The Terror Free Tomorrow folks penned an op-ed in The Washington Post yesterday arguing that the poll they conducted was perfectly consistent with Ahmedinejad’s victory, and asserting that “the election results in Iran may reflect the will of the Iranian people.” Juan Cole emphatically disagreed, arguing that the writers presented a misleading picture of their own data:
The poll did not find that Ahmadinejad had majority support. It found that the level of support for the incumbent was 34%, with Mousavi at 14%.
27% said that they were undecided. (Some 22% of respondents are not accounted for by any of the 4 candidates or by the undecided category, and I cannot find an explanation for this. Did they plan to write in for other candidates? A little over a quarter of respondents did say they wanted more choice than they were being given. Update: Some of this 22% refused to answer, others said they did not like any of the candidates. Ahmadinejad is unlikely to have picked up the latter, and Mousavi supporters were more likely to refuse to answer.)

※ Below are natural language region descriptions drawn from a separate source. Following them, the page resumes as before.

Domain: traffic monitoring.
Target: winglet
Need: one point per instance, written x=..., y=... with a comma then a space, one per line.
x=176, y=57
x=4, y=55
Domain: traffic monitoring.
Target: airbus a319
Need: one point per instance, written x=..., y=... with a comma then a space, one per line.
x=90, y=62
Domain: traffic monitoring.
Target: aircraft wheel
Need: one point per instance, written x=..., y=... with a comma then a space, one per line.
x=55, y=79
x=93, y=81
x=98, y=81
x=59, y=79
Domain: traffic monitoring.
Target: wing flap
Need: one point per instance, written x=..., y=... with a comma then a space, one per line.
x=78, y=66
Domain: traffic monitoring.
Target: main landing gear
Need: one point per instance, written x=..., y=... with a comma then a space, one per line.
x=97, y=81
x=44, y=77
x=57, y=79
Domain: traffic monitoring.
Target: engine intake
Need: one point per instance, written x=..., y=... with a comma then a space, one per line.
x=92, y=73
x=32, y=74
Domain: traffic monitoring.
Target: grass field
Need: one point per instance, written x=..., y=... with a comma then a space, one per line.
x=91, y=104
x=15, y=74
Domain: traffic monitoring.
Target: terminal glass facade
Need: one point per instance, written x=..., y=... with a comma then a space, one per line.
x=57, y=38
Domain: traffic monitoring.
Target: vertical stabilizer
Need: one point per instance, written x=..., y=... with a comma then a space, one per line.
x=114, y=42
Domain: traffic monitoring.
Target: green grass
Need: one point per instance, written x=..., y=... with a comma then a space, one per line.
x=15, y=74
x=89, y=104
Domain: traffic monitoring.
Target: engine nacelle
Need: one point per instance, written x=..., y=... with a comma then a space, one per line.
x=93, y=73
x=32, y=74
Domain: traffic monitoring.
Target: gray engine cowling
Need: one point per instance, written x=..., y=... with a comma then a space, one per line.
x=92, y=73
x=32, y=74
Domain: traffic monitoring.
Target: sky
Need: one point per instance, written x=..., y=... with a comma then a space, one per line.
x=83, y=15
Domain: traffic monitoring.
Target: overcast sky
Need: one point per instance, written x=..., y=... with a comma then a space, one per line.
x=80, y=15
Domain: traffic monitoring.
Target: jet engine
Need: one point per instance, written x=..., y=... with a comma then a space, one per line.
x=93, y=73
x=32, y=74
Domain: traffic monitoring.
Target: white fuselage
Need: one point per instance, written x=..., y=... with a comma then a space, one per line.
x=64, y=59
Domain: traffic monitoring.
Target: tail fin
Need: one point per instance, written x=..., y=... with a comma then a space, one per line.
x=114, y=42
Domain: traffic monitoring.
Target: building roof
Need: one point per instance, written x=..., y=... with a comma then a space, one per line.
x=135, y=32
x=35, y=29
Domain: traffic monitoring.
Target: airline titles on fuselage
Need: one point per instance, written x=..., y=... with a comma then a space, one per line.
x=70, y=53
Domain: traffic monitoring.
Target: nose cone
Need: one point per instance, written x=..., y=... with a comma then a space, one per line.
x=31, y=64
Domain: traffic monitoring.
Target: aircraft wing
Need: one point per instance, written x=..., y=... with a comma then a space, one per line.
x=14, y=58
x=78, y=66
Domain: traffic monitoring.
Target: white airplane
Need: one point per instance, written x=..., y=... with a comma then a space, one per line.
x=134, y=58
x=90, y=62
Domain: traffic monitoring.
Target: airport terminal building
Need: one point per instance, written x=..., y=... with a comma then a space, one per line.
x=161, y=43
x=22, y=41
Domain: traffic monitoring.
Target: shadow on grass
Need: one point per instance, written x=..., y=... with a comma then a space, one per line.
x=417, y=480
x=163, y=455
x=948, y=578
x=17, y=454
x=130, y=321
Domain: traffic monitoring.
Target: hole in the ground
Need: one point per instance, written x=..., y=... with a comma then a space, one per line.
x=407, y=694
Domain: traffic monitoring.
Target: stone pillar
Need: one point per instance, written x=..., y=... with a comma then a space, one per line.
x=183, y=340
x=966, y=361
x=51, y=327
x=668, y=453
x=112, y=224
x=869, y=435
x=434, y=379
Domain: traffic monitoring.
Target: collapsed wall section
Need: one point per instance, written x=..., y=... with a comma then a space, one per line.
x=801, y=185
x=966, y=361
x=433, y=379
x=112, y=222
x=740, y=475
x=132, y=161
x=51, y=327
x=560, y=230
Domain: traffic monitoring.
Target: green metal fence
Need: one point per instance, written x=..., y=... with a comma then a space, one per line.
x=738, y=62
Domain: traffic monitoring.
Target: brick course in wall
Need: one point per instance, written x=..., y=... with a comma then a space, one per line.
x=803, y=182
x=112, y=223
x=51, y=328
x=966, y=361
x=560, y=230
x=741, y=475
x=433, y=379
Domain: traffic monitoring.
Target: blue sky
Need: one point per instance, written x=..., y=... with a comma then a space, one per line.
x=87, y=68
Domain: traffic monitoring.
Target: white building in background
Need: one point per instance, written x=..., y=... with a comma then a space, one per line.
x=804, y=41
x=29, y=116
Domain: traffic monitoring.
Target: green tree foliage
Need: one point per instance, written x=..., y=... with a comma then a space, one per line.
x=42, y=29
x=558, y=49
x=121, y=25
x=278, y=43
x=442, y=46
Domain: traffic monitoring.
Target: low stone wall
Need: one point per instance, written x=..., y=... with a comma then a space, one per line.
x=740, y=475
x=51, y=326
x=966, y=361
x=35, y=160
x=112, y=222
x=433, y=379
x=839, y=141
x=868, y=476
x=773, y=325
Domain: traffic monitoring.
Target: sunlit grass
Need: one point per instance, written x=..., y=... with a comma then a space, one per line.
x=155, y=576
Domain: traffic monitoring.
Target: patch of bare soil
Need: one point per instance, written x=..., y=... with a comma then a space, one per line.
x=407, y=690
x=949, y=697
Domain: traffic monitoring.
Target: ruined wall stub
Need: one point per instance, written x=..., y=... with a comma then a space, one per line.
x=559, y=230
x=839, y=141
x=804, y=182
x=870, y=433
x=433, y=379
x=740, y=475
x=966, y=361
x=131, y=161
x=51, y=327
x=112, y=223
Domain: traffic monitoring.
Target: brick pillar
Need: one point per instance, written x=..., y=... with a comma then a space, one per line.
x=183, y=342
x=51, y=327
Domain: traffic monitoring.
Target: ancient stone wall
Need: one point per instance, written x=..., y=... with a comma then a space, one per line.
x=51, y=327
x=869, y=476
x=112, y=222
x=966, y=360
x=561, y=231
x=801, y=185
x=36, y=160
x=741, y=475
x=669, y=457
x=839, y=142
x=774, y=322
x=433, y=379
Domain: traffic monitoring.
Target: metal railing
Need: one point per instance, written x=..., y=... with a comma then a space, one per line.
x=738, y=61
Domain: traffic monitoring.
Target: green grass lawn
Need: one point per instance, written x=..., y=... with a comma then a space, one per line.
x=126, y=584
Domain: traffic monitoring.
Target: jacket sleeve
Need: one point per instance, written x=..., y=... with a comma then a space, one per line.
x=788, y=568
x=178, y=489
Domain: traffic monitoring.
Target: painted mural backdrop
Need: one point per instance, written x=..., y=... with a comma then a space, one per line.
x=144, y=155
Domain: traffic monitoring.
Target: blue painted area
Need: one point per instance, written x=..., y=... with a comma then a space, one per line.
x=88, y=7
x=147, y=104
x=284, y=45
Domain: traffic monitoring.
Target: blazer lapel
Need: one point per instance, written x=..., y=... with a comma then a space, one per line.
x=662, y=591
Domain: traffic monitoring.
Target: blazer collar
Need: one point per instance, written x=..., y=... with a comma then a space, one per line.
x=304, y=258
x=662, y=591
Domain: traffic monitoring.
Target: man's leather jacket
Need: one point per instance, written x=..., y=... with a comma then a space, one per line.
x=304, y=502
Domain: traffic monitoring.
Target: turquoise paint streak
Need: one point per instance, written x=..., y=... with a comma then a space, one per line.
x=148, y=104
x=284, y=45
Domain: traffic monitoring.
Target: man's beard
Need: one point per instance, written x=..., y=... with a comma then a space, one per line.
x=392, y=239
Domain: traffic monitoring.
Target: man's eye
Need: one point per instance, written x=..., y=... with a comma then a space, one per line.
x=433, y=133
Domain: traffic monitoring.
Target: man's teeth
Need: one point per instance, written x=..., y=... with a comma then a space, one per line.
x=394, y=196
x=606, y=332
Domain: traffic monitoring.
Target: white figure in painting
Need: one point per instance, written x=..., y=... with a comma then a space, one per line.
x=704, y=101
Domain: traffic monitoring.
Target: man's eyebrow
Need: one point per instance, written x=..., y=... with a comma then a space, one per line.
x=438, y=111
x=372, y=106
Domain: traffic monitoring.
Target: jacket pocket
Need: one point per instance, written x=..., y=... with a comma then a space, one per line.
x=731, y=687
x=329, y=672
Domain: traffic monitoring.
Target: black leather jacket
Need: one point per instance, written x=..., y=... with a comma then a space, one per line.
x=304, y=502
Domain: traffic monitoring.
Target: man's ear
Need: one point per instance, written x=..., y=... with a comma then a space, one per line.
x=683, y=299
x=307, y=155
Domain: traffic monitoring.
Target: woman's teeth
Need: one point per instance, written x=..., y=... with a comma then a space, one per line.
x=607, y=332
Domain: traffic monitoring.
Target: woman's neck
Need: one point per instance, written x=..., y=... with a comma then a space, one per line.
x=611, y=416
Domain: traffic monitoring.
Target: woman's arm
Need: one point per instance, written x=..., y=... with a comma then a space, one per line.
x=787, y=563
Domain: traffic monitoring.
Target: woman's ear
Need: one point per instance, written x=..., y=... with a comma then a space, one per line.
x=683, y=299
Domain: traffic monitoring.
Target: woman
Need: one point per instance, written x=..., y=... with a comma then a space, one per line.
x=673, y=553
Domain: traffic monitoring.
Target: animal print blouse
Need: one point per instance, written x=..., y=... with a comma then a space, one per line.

Here’s the important point: 60% of the 27% who said they were undecided favored political reform… That is, supporters of the challenger’s principles may not quite have committed to him at that point but were likely leaning to him on the basis of his platform.
They were 16% of the sample. This finding suggests that in mid-May, Mousavi may have actually had 30% support.
If Ahmadinejad got all of the other 11% among undecideds, the race would have stood at 45% to 30%.
In another post, Cole gives the numbers and cites Ahmadinejad’s implausible margins of victory (over 50 percent) in urban districts, where Mousavi, “according to such polls as exist in Iran and widespread anecdotal evidence,” enjoys a distinct advantage. He also notes that the other two presidential candidates, who do, after all, have hometowns and constituencies, got suspicious numbers as well:
It is claimed that cleric Mehdi Karoubi, the other reformist candidate, received 320,000 votes, and that he did poorly in Iran’s western provinces, even losing in Luristan. He is a Lur and is popular in the west, including in Kurdistan. Karoubi received 17 percent of the vote in the first round of presidential elections in 2005. While it is possible that his support has substantially declined since then, it is hard to believe that he would get less than one percent of the vote. Moreover, he should have at least done well in the west, which he did not… Mohsen Rezaie, who polled very badly and seems not to have been at all popular, is alleged to have received 670,000 votes, twice as much as Karoubi.